Ergo uma sobrancelha.
- Deixa-me adivinhar, o cão morreu intoxicado por lhe dares pickles a mais? - Interrogo, ironicamente.
ele solta uma gargalhada e volta apousar o jarro na prateleira.
- Billy não era o meu cão de estimação, é o meu ex-namorado, o tal chef que me partiu o coração, como disse a minha avó.
Levo a mão à boca, pedindo desculpa.
- Meu deus... com um nome desses, nem devias ter começado a relação... - Critico, jocosamente. - Mas... O que aconteceu?
- Bom.... uma noite fui ao restaurante dele, fazer-lhe uma surpresa. Era o nosso segundo aniversário. Quando entrei na cozinha, apanhei-o a ter relações sexuais com uma das empregadas de mesa.
Trinco o lábio.
- Auch... - Praguejo.
- Pois... Então e tu, alguma relação falhada?
Sustenho a respiração e solto um suspiro. Ele testa-me com um olhar.
- Se não quiseres falar disso, compreendo... Mas torna-se fácil demais falar contigo sobre mim, e acabamos por quase nunca falar sobre ti. És tão misterioso e enigmático para mim como és interessante e divertido.
Sinto as faces corarem, mas acabo por ceder.
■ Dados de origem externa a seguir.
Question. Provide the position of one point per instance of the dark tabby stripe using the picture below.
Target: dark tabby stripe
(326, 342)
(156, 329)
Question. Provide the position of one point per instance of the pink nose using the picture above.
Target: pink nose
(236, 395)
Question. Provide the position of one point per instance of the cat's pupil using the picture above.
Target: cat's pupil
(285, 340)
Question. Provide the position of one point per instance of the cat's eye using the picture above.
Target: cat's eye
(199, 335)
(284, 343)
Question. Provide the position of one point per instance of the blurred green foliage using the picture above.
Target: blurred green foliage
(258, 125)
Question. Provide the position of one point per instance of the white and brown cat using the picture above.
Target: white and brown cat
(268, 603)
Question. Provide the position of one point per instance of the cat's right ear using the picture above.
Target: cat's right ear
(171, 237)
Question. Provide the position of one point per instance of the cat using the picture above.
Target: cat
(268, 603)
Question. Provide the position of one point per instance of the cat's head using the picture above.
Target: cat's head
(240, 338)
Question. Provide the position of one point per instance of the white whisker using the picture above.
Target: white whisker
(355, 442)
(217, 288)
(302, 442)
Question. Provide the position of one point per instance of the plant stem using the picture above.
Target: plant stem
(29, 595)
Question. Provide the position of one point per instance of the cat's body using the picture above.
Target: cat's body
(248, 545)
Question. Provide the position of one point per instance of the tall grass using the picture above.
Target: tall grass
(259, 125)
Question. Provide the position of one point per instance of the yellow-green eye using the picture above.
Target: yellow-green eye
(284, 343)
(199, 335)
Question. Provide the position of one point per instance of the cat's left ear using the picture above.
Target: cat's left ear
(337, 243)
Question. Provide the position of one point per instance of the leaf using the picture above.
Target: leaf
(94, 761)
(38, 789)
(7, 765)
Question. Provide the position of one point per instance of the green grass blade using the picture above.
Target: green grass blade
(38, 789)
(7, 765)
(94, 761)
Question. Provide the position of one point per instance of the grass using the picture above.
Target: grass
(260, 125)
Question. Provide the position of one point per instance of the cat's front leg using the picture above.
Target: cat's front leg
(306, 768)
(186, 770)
- Bom... Quando ainda andava no secundário, a minha melhor amiga tinha um namorado. no início eu não me dava com ele, mas depois ele começou a aparecer mais vezes junto a ela. Não demorou muito até que eu e ele nos tornássemos bons amigos. Um dia ele pediu-me ajuda para um trabalho e fui até casa dele... Uma coisa levou à outra. repetiu-se a situação durante meses sem que ninguém soubesse... Senti que estava a trair a minha melhor amiga, e que estava a ser usado para satisfazer desejos escondidos dele, e ainda que ele também a estava a usar para esconder o que realmente sentia. Mas as coisas começaram a mudar... Ele começou a ficar mais aberto á possibilidade de assumirmos a relação... isso destroçaria a minha amiga... Entretanto fizemos dezoito anos, e quando ele estava prestes a contar-lhe, ela desapareceu.
- Oh, e o que aconteceu a essa tua amiga?
Trinco o lábio.
- Voltou quatro anos depois, e foi morar para a mesma casa que eu.
- Ela... Ela ainda não sabe de nada?
- Não valeria de nada. Eles já não estão juntos, e isso só serviria para a magoar.
- Compreendo...
Ele olha pra o relógio, e adivinho as suas palavras seguintes, as mesmas que dizia todas as noites.
- Oh, olha para as horas! Tenho de ir, a avó deve estar preocupada!
- Tudo bem, vai. - Respondo, sorrindo.
Ele apercebe-se da tristeza nos meus olhos e no meu sorriso.
- Desculpa ter-te feito relembrar isso... - Murmura, aproximando-se do balcão.
Ele pousa a sua mão por cima da minha, observando os meus dedos. Depois, sobe com ela pelo meu braço até ao meu pescoço, e puxa a minha face para junto da dele, pousando levemente os ses lábios nos meus. EU correspondo, aproximando-me mais, e pressionando os meus lábios mais contra os seus. A sua língua acaricia a minha, e com relutância quebramos o beijo. Agora, volto a sorrir, desta vez genuinamente feliz.
- Gosto mais desse teu sorriso iluminado do que do sorriso sombrio de há pouco. - Comenta, também sorrindo, e depois sai, deixando-me a suspirar.